I’m intermittently working on adding data from other projects to my github repo, GitHub - butcherg/ssf-data: Spectral sensitivity data for digital cameras. For this camera, Nikon D750, I have SSF data from the OpenFilmTools eneavor but I haven’t worked out the license to add the data itself to the repo. So, I just made the ICC profile from it and am uploading that here:

Nikon_D750_dcamprof.icc (212.5 KB)

Appropriate credit to OpenFilmTools is in the ICC desc tag.

Not going to get into what should be cropped or how tight as the wall pictures may have unknown meaning, however white balance is out by 750º too warm which gives this from RawTherapee (I have the same skin tone issues with my children).

Then in gimp, put a duplicate layer with mask on it, desaturate it and paint the mask over the young lady so you get no artifacts or halos (this was done roughly) but GIMP - Layer Masks gives the general idea, using about 60% opacity on the top layer.

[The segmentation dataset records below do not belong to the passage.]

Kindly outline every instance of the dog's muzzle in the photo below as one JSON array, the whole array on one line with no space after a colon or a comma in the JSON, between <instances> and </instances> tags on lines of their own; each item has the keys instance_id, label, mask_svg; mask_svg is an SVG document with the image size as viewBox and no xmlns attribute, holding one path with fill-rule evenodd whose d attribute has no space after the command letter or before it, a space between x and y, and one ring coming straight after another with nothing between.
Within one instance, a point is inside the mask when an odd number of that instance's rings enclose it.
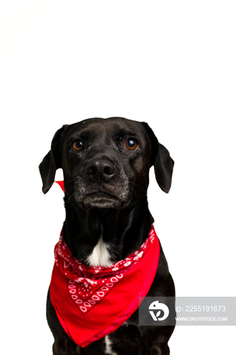
<instances>
[{"instance_id":1,"label":"dog's muzzle","mask_svg":"<svg viewBox=\"0 0 236 355\"><path fill-rule=\"evenodd\" d=\"M86 173L91 181L96 181L101 184L110 183L114 180L116 169L114 164L107 159L93 159L88 164L85 169Z\"/></svg>"}]
</instances>

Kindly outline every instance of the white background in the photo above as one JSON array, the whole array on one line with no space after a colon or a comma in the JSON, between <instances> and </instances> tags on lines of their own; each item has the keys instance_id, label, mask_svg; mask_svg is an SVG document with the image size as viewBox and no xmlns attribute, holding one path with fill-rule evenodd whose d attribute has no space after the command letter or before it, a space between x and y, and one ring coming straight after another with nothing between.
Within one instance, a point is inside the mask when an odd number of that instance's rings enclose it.
<instances>
[{"instance_id":1,"label":"white background","mask_svg":"<svg viewBox=\"0 0 236 355\"><path fill-rule=\"evenodd\" d=\"M55 132L85 118L148 123L175 161L169 194L152 170L148 195L177 295L235 296L235 2L1 8L4 354L52 354L45 303L63 194L43 195L37 167ZM235 330L176 327L171 354L233 353Z\"/></svg>"}]
</instances>

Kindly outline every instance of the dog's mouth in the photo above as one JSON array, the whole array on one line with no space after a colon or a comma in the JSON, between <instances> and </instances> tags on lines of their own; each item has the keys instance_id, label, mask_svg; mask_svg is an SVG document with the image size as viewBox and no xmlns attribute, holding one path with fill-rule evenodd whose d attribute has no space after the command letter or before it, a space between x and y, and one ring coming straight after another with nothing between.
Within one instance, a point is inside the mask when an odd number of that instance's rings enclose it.
<instances>
[{"instance_id":1,"label":"dog's mouth","mask_svg":"<svg viewBox=\"0 0 236 355\"><path fill-rule=\"evenodd\" d=\"M81 197L77 202L86 209L93 207L121 208L123 204L123 201L117 196L102 191L87 193Z\"/></svg>"}]
</instances>

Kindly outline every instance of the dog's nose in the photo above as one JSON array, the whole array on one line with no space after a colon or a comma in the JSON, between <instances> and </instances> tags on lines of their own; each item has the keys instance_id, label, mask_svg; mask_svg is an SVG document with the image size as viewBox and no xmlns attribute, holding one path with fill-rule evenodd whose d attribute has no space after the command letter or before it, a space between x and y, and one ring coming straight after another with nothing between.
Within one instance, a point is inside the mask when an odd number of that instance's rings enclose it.
<instances>
[{"instance_id":1,"label":"dog's nose","mask_svg":"<svg viewBox=\"0 0 236 355\"><path fill-rule=\"evenodd\" d=\"M104 183L109 183L114 178L115 172L114 165L106 159L92 160L85 169L86 174L90 175L93 180L98 182L102 181Z\"/></svg>"}]
</instances>

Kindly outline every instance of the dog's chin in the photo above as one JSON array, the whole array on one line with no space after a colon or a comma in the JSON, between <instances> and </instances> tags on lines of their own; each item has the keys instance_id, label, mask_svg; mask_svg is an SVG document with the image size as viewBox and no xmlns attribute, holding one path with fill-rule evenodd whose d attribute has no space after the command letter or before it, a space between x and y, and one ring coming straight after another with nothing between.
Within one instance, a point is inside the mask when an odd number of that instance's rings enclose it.
<instances>
[{"instance_id":1,"label":"dog's chin","mask_svg":"<svg viewBox=\"0 0 236 355\"><path fill-rule=\"evenodd\" d=\"M77 199L75 197L80 207L84 209L97 208L99 209L115 208L120 209L126 204L116 196L104 193L98 192L89 194Z\"/></svg>"}]
</instances>

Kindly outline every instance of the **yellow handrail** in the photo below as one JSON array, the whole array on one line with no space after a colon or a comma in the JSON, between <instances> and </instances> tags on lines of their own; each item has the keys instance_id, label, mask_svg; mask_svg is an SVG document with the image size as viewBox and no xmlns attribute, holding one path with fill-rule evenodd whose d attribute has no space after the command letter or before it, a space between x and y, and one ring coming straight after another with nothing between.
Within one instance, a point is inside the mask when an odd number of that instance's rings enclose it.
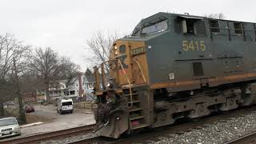
<instances>
[{"instance_id":1,"label":"yellow handrail","mask_svg":"<svg viewBox=\"0 0 256 144\"><path fill-rule=\"evenodd\" d=\"M144 82L146 82L146 78L145 78L144 74L143 74L143 72L142 72L142 67L141 67L141 65L140 65L139 62L137 61L137 59L134 59L134 62L137 63L137 65L138 65L138 69L139 69L139 70L141 71L141 73L142 73L142 78L143 78Z\"/></svg>"},{"instance_id":2,"label":"yellow handrail","mask_svg":"<svg viewBox=\"0 0 256 144\"><path fill-rule=\"evenodd\" d=\"M125 74L125 76L126 76L126 80L127 80L127 82L128 82L128 84L129 84L130 99L130 107L132 107L132 106L133 106L133 95L132 95L132 91L131 91L130 82L129 78L128 78L128 76L127 76L127 74L126 74L126 72L125 69L123 68L123 66L122 66L122 62L121 62L121 61L120 61L119 59L118 59L118 63L120 64L121 68L122 68L122 72L123 72L123 74ZM129 108L130 108L130 107L129 107Z\"/></svg>"}]
</instances>

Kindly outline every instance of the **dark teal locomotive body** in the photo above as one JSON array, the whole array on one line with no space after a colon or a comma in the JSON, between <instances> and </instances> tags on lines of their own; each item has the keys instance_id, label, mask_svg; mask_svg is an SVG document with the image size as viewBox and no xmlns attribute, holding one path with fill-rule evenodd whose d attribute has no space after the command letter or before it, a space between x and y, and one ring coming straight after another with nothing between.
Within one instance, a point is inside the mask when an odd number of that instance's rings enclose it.
<instances>
[{"instance_id":1,"label":"dark teal locomotive body","mask_svg":"<svg viewBox=\"0 0 256 144\"><path fill-rule=\"evenodd\" d=\"M167 26L158 26L162 22ZM255 23L158 13L138 26L150 25L162 26L139 36L147 45L152 88L184 82L170 86L174 92L256 79Z\"/></svg>"},{"instance_id":2,"label":"dark teal locomotive body","mask_svg":"<svg viewBox=\"0 0 256 144\"><path fill-rule=\"evenodd\" d=\"M169 13L142 19L113 44L112 78L95 88L95 130L118 138L251 105L255 54L255 23Z\"/></svg>"}]
</instances>

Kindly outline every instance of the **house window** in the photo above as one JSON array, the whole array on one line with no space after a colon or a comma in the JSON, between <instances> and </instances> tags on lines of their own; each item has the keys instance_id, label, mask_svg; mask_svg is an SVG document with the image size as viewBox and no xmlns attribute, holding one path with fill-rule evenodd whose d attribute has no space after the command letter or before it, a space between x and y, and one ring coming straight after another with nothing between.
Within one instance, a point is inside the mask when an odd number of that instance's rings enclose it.
<instances>
[{"instance_id":1,"label":"house window","mask_svg":"<svg viewBox=\"0 0 256 144\"><path fill-rule=\"evenodd\" d=\"M218 21L210 20L210 27L211 32L220 32Z\"/></svg>"},{"instance_id":2,"label":"house window","mask_svg":"<svg viewBox=\"0 0 256 144\"><path fill-rule=\"evenodd\" d=\"M193 62L194 76L203 76L202 62Z\"/></svg>"},{"instance_id":3,"label":"house window","mask_svg":"<svg viewBox=\"0 0 256 144\"><path fill-rule=\"evenodd\" d=\"M241 22L234 22L235 34L242 34L242 27Z\"/></svg>"}]
</instances>

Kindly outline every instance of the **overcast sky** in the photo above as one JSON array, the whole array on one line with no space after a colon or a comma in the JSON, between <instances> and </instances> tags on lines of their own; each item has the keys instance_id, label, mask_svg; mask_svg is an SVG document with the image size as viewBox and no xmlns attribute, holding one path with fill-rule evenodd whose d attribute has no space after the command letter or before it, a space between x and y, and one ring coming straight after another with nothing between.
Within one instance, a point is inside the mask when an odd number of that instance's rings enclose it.
<instances>
[{"instance_id":1,"label":"overcast sky","mask_svg":"<svg viewBox=\"0 0 256 144\"><path fill-rule=\"evenodd\" d=\"M223 13L228 19L256 22L255 6L255 0L0 0L0 34L50 46L86 70L85 41L97 31L130 34L158 12Z\"/></svg>"}]
</instances>

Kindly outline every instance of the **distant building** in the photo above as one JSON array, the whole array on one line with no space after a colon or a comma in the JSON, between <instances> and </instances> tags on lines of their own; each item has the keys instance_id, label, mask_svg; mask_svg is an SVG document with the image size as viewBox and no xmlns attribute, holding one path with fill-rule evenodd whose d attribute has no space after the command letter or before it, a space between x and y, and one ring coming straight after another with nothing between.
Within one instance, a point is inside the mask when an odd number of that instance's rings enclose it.
<instances>
[{"instance_id":1,"label":"distant building","mask_svg":"<svg viewBox=\"0 0 256 144\"><path fill-rule=\"evenodd\" d=\"M94 100L93 90L95 85L95 78L93 73L87 69L84 74L83 86L85 89L86 100L91 101Z\"/></svg>"},{"instance_id":2,"label":"distant building","mask_svg":"<svg viewBox=\"0 0 256 144\"><path fill-rule=\"evenodd\" d=\"M79 73L78 77L74 78L70 82L68 82L68 80L58 81L54 86L50 86L49 88L50 100L55 101L62 98L76 98L83 97L85 95L85 87L82 86L83 79L84 74ZM38 99L46 100L46 95L45 90L38 91Z\"/></svg>"}]
</instances>

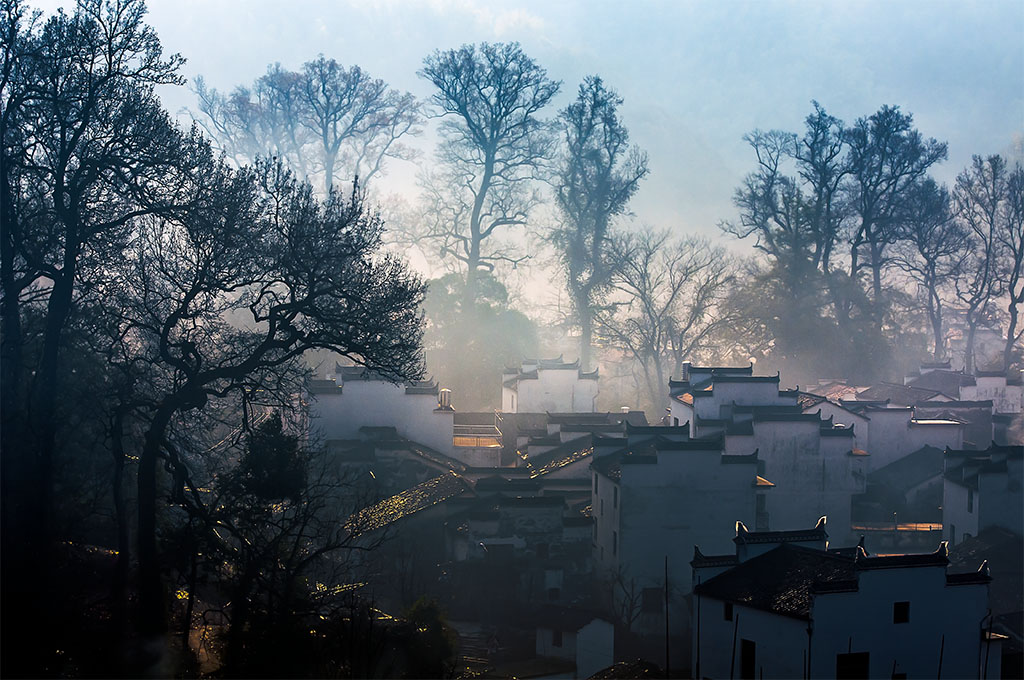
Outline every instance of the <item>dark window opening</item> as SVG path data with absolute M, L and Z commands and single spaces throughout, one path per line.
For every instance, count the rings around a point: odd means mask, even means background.
M 836 654 L 836 680 L 867 680 L 869 662 L 866 651 Z
M 743 680 L 754 680 L 757 677 L 757 645 L 754 640 L 739 641 L 739 677 Z

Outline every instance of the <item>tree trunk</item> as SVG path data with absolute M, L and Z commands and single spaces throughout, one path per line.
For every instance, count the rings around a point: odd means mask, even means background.
M 591 371 L 591 346 L 594 341 L 594 313 L 589 304 L 578 303 L 580 314 L 580 369 Z
M 1013 298 L 1013 291 L 1011 291 L 1009 306 L 1010 326 L 1007 328 L 1007 346 L 1002 349 L 1002 368 L 1006 371 L 1009 371 L 1011 364 L 1013 364 L 1014 347 L 1017 346 L 1014 336 L 1017 334 L 1017 324 L 1020 314 L 1017 307 L 1019 304 L 1020 303 Z
M 176 408 L 168 401 L 157 410 L 145 433 L 138 464 L 139 628 L 150 636 L 159 636 L 167 630 L 157 549 L 157 461 L 175 411 Z
M 967 320 L 967 346 L 964 348 L 964 370 L 969 375 L 974 375 L 974 336 L 978 330 L 977 320 Z

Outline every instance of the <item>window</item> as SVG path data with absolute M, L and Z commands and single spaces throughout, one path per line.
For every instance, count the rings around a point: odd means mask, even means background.
M 867 680 L 870 655 L 866 651 L 836 654 L 836 680 Z
M 665 591 L 660 588 L 644 588 L 640 593 L 640 611 L 643 613 L 662 613 L 662 598 Z
M 754 640 L 739 640 L 739 677 L 754 680 L 757 677 L 757 644 Z

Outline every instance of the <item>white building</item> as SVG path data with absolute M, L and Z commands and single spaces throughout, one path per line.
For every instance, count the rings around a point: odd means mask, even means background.
M 622 622 L 639 632 L 664 632 L 666 560 L 679 573 L 690 557 L 685 546 L 724 548 L 737 513 L 753 521 L 759 498 L 772 491 L 757 474 L 756 455 L 725 456 L 719 441 L 648 438 L 599 456 L 591 469 L 596 570 Z M 688 624 L 681 596 L 689 584 L 677 579 L 672 592 L 679 634 Z
M 999 677 L 986 564 L 947 573 L 945 543 L 921 555 L 830 551 L 823 528 L 740 524 L 733 555 L 696 552 L 693 677 Z
M 1021 372 L 978 371 L 974 384 L 961 386 L 959 397 L 965 401 L 992 400 L 993 413 L 1016 414 L 1024 411 Z
M 945 451 L 943 538 L 951 545 L 987 526 L 1024 534 L 1024 447 Z
M 328 379 L 311 380 L 308 391 L 314 437 L 356 439 L 364 427 L 394 427 L 407 439 L 455 453 L 455 409 L 440 401 L 435 382 L 394 384 L 364 367 L 335 366 Z
M 593 413 L 597 411 L 597 370 L 584 373 L 580 362 L 526 359 L 502 374 L 505 413 Z

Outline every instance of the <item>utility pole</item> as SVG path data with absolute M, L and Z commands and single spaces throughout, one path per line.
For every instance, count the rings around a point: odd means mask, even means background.
M 671 678 L 669 670 L 669 556 L 665 556 L 665 677 Z

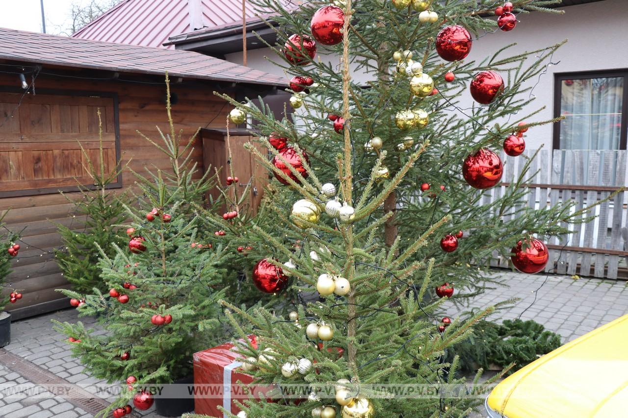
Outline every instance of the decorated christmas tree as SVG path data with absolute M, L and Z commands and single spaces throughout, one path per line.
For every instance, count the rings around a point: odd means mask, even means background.
M 124 199 L 109 188 L 115 183 L 122 168 L 120 164 L 111 173 L 105 169 L 102 149 L 102 122 L 98 112 L 99 154 L 96 159 L 81 147 L 85 172 L 93 181 L 92 187 L 78 183 L 80 197 L 66 196 L 74 205 L 72 223 L 58 224 L 63 246 L 57 252 L 57 262 L 63 276 L 79 292 L 90 292 L 94 287 L 104 291 L 106 284 L 100 279 L 99 249 L 109 257 L 114 255 L 114 245 L 124 242 L 124 232 L 118 225 L 127 214 L 122 207 Z M 75 220 L 76 222 L 75 222 Z
M 303 110 L 278 121 L 263 102 L 223 95 L 235 106 L 232 122 L 256 121 L 272 160 L 247 147 L 285 185 L 271 201 L 276 221 L 251 230 L 262 254 L 252 278 L 262 292 L 300 293 L 284 301 L 294 303 L 285 316 L 223 302 L 234 333 L 256 335 L 256 345 L 236 348 L 242 369 L 280 389 L 239 404 L 237 416 L 467 415 L 482 400 L 445 389 L 464 382 L 458 359 L 445 359 L 491 308 L 465 321 L 437 313 L 482 291 L 495 252 L 522 272 L 543 270 L 544 240 L 574 217 L 569 203 L 524 203 L 534 174 L 522 155 L 525 132 L 555 121 L 523 114 L 533 100 L 526 82 L 560 44 L 470 53 L 482 36 L 514 29 L 517 14 L 559 2 L 254 3 L 274 12 L 282 47 L 269 46 L 293 76 L 290 103 Z M 497 21 L 486 18 L 494 13 Z M 317 50 L 329 55 L 319 60 Z M 357 72 L 367 81 L 354 81 Z M 463 108 L 467 88 L 475 104 Z M 502 149 L 528 159 L 506 185 Z M 291 395 L 293 384 L 308 388 L 306 402 Z M 382 384 L 431 386 L 438 395 L 373 386 Z

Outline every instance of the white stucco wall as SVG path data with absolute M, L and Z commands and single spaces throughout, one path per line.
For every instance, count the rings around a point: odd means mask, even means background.
M 520 21 L 513 31 L 507 33 L 498 31 L 474 42 L 467 58 L 480 61 L 494 53 L 499 48 L 513 42 L 517 45 L 511 48 L 511 54 L 539 49 L 568 39 L 568 42 L 554 55 L 553 61 L 560 63 L 550 67 L 547 73 L 541 78 L 534 90 L 536 100 L 529 109 L 524 110 L 532 111 L 545 106 L 545 109 L 536 117 L 536 120 L 553 117 L 555 72 L 628 68 L 628 53 L 625 52 L 625 44 L 628 41 L 626 24 L 628 0 L 605 0 L 565 7 L 564 10 L 565 14 L 521 14 Z M 249 51 L 249 67 L 283 75 L 283 70 L 267 61 L 264 58 L 266 55 L 273 56 L 273 53 L 268 48 Z M 226 58 L 241 63 L 242 53 L 230 54 Z M 337 57 L 330 59 L 333 62 L 338 62 Z M 359 73 L 354 73 L 353 77 L 359 80 L 366 78 Z M 471 103 L 470 97 L 463 98 L 462 107 L 470 105 Z M 531 129 L 526 136 L 528 149 L 544 144 L 546 149 L 551 149 L 552 135 L 550 126 Z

Use the dodge tool with a soft brush to lighten the eyeballs and highlights in eyes by 50% and the shadows under the eyes by 25%.

A little bit of balance goes a long way. As a human this is probably closer to what you perceived when taking the picture, eyes first, red standing out against background.

Thanks Philip, I’ll work with these ideas. dt users, the same can be done in darktable itself right? I do need a lot of practice with masks.

But then, I also need to learn gimp. I’ve stopped my adobe subscription but haven’t yet picked up an alternative. to photoshop.

Yes you can use color balance module for desaturation, with a drawn mask so it only affects either the girl or background.

As for dodging and burning the eyes, I would use tone equaliser, again, with a mask around them.